Membiasakan Diri Berprasangka Baik
Berperangka Baik atau sering kita sebut
dengan istilah Khusnozhon adalah suatu kajian aqida akhlak Islam yang selalu
dianjurkan bahkan diwajibkan kepada kita sebagai seorang muslim sebagaimana
firman Allah :
“Wahai orang-orang yang beriman, jauhilah oleh kalian
kebanyakan dari persangkaan (zhan) karena sesungguhnya sebagian dari
persangkaan itu merupakan dosa.” [Q.S Al-Hujurat: 12]
Berperasangka baik bertitik berat pada
hati dan pikiran kita, memerlukan kesabaran dan keimanan yang baik.
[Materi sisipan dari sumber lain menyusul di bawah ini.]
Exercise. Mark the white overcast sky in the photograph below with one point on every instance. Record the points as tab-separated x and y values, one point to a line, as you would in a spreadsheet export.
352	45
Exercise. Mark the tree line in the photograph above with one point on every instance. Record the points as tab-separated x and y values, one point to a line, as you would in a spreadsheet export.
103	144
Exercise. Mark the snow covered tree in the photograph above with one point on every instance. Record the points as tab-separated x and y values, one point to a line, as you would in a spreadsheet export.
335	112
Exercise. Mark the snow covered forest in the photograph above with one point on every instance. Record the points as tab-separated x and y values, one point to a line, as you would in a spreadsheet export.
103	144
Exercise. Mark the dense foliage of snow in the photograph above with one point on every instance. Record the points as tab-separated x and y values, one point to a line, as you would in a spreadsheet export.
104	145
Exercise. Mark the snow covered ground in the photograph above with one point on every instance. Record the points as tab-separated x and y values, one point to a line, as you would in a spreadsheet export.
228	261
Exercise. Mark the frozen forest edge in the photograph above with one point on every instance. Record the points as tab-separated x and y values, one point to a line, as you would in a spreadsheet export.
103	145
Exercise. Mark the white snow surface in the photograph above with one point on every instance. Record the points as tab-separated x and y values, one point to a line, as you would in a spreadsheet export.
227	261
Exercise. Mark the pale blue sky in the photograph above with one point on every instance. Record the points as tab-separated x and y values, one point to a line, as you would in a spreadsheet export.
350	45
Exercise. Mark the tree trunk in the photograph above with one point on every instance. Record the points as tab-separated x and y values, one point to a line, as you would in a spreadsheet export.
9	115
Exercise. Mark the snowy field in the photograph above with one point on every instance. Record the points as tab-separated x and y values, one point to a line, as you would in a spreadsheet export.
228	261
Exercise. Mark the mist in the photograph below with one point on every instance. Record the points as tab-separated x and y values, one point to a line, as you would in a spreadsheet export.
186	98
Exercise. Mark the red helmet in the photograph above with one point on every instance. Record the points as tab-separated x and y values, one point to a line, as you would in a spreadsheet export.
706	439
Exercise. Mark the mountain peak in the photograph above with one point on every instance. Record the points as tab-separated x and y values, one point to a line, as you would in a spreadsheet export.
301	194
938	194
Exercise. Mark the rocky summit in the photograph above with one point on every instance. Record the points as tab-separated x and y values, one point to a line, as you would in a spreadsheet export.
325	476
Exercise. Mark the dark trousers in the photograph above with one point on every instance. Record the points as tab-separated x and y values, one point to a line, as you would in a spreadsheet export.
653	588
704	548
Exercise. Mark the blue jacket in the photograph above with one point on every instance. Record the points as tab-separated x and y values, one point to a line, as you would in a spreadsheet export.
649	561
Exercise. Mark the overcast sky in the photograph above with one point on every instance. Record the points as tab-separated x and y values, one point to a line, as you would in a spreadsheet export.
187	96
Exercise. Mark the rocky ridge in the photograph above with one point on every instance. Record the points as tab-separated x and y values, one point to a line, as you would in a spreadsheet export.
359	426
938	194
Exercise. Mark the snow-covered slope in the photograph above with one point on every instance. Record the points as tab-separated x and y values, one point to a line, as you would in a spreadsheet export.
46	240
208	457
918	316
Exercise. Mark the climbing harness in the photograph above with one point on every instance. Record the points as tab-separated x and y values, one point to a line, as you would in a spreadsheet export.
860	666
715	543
Seseorang yang ditimpa musibah, sedang berada dalam kesedihan atau
sebagainya yang bersifat melukai hatinya sering kali mencari kambing hitam dari
semua masalah yang dialaminya.
Saudaraku...., bukannya
berperasangka baik itu adalah suatu usaha untuk melapangkan dan membersihkan
hati? Sebaliknya, bukankan berperasangka buruk itu menyesakkan dadamu? Membuat
pikiranmu sibuk serta emosimu susah untuk engkau kendalikan? Dalam al-quran
Allah berfirman :
"Wahai jiwa yang tenang, Kembalilah kepada
Tuhanmu dengan hati yang puas lagi diridhai-Nya, Maka masuklah ke dalam jama'ah
hamba-hamba-Ku, masuklah ke dalam syurga-Ku."
[Q.S al-Fajr : 27-30]
Jiwa yang tenang di
atas maksudnya adalah jiwa-jiwa yang telah dipenuhi rahmat dan petunjuk Allah,
hati jiwa yang tunduk terhadap perintah Allah. Secara ilmu tafsir, Adapun
kata al-muthmainnah yang berarti jiwa yang tenang dalam ayat tersebut
merupakan ism al-fâ’il dari al-thuma’nînah wa al-ithmi’nân. Secara bahasa, kata
al-thuma’nînah berarti as-sukûn (diam, tenang, tidak bergerak). Dijelaskan
juga oleh al-Asfahani, kata tersebut berarti as-sukûn ba’da al-inzi’âj (tenang
setelah gelisah atau cemas). Menurut at-Tunisi, kata ithma’anna digunakan
ketikahâdiran ghayra mudhtharib wa lâ munza’ij (tenang, tidak cemas dan tidak
gelisah). Kata itu juga bisa juga digunakan untuk menunjuk ketenangan jiwa
karena membenarkan apa yang dalam al-Quran tanpa ada keraguan dan kebimbangan.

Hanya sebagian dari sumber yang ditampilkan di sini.